81 ekim önce doğan bir yazara borçluyuz bu sayının temasını, bahsettiğim yazar yüksek anlatım gücüyle, sizi erzurum'da bir işkence odasında tokatlayarak karşılayan ve 68 kuşağını en iyi, en etkileyici anlatan romanlardan biri olan "47'liler"'in yazarı "füruzan"'dan başkası değil.
sait faik ödülünü kazanan ilk öykü kitabı "parasız yatılı" ile türk öykücülüğünde derin bir iz bırakan füruzan, hiç bir zaman başrolde olamayan küçük insanların, yan rollerin yaşanmışlıklarını yalın ve gerçekçi bir üslup ile anlatır kitaplarında. bunu yaparken etkileyici olmayı başarmasının iki sırrı vardır, biri tıpkı bir ressam gibi okurun gözünde anlatılanı çizen yoğun betimlemeleri, bir diğeri ise anlatımlarında "koku" unsurunu sıklıkla kullanması.

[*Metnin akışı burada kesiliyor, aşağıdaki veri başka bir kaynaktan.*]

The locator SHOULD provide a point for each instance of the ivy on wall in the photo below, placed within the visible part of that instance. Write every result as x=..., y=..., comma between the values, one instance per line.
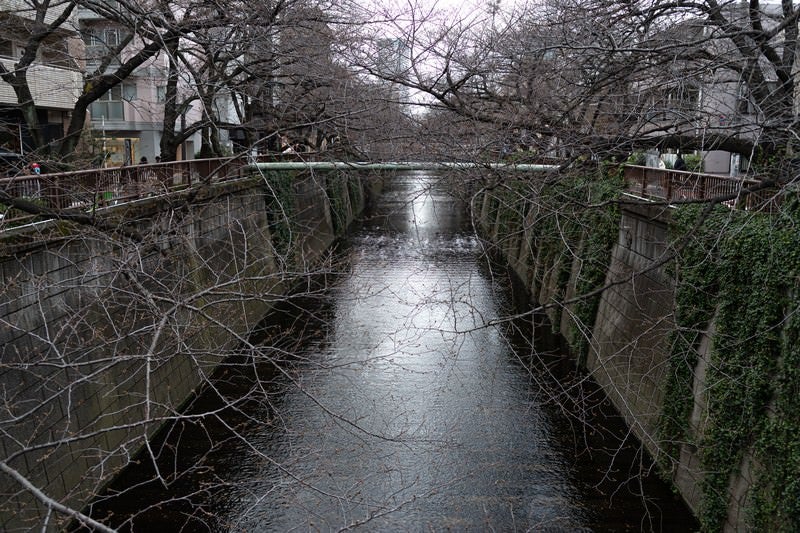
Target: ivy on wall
x=281, y=199
x=740, y=269
x=569, y=220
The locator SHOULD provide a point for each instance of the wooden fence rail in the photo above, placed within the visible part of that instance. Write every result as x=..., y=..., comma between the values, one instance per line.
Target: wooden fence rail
x=89, y=189
x=676, y=186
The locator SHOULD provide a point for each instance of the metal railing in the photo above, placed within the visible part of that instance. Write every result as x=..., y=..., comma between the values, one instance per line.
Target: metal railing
x=677, y=185
x=87, y=190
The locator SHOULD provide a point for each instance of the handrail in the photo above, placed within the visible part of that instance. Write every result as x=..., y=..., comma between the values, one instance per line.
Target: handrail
x=683, y=186
x=90, y=189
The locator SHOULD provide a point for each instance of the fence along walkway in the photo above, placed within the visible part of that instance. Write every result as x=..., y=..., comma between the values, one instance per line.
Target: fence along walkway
x=676, y=186
x=90, y=189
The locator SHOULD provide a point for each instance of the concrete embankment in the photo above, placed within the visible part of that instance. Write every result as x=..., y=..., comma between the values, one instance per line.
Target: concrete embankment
x=710, y=409
x=106, y=331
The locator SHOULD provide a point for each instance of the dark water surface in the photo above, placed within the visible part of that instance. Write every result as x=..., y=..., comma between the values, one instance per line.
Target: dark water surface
x=399, y=411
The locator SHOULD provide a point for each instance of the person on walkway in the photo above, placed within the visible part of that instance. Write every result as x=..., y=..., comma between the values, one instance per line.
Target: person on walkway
x=680, y=164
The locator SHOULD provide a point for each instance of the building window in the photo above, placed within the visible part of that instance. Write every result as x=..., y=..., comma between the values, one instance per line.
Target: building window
x=108, y=38
x=6, y=48
x=109, y=106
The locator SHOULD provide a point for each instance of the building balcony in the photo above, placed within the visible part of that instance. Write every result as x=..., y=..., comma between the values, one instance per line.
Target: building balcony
x=52, y=87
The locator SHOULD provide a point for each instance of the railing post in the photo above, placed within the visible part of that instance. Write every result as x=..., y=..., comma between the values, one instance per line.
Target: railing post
x=668, y=192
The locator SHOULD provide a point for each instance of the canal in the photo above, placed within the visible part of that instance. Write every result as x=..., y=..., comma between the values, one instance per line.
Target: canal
x=381, y=401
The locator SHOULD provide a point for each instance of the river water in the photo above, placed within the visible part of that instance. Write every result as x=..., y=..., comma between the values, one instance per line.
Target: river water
x=400, y=410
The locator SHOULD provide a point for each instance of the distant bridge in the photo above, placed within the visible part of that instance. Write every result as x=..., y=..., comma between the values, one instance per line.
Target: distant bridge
x=87, y=190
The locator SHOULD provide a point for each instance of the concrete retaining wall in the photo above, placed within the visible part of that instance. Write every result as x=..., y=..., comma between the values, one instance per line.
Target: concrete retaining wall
x=629, y=350
x=104, y=333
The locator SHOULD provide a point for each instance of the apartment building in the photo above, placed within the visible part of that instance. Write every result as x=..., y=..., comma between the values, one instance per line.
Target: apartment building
x=54, y=77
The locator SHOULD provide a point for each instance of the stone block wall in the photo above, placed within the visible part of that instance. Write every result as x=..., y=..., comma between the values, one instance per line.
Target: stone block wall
x=105, y=332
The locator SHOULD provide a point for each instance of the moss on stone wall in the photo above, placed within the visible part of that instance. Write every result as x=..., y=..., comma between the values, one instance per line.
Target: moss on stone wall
x=571, y=226
x=740, y=270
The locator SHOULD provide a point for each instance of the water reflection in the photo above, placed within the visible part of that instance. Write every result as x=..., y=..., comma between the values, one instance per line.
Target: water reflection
x=401, y=411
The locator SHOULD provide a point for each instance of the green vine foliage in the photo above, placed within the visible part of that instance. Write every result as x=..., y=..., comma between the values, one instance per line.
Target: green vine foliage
x=281, y=199
x=740, y=270
x=572, y=227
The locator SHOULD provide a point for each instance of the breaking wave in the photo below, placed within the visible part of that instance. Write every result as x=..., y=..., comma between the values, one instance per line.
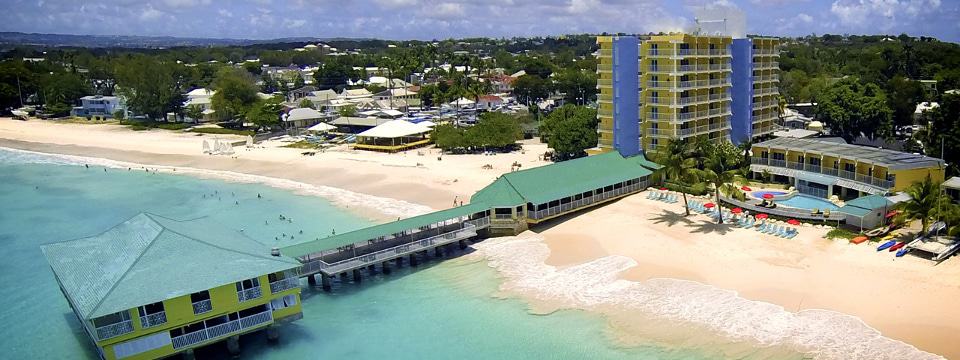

sinema, şiir, gezi, tiyatro, roman; hepsinde eserler vermiştir füruzan ama benim için her zaman öncelikle bir öykücüdür, tüm eserleri etkileyici ve başarılıdır ama "parasız yatılı"'nın ise ayrı bir yeri vardır:
"anne, saygılı sordu:
- geciktik mi acaba?
hademe kadın ilgisiz,
-parasız yatılı imtihanlarının çocukları hep erken gelir. hiç gecikmezler..."
duyuru: önümüzdeki sayının konusu "kibrit", 14 kasım perşembe akşamına kadar soykuyolla@gmail.com adresine ya da bana iletebilirsiniz. (bkz: söykü dergisi sayı 23 kibrit)
yazar, öyküsünde içsel bir yolculuğa hazırlanan kahramanın ağzından duygularının tasvirini yaptıktan sonra "şarap, mum, kitap" gibi bazı somut motiflerle de desteklemiş.
kısacık bir öykü olan soluk hissiyat hangi nedenle, hangi koşullarda ve hangi çözümlerle duygularına yaklaştığını anlatmasa da yaşadığı duyguların derinliğini okuyucuya hisettirmekte başarılı olmuştur; yalnız yada, nerde ki, bende, birde gibi kelimelerin hatalı olması okuyucuyu yazarın çok özenmediği hissiyle dolduruyor. dil kurallarına özen göstermek öykünün okunmasını daha da kolay hale getirecektir.
Yazarın ellerine sağlık.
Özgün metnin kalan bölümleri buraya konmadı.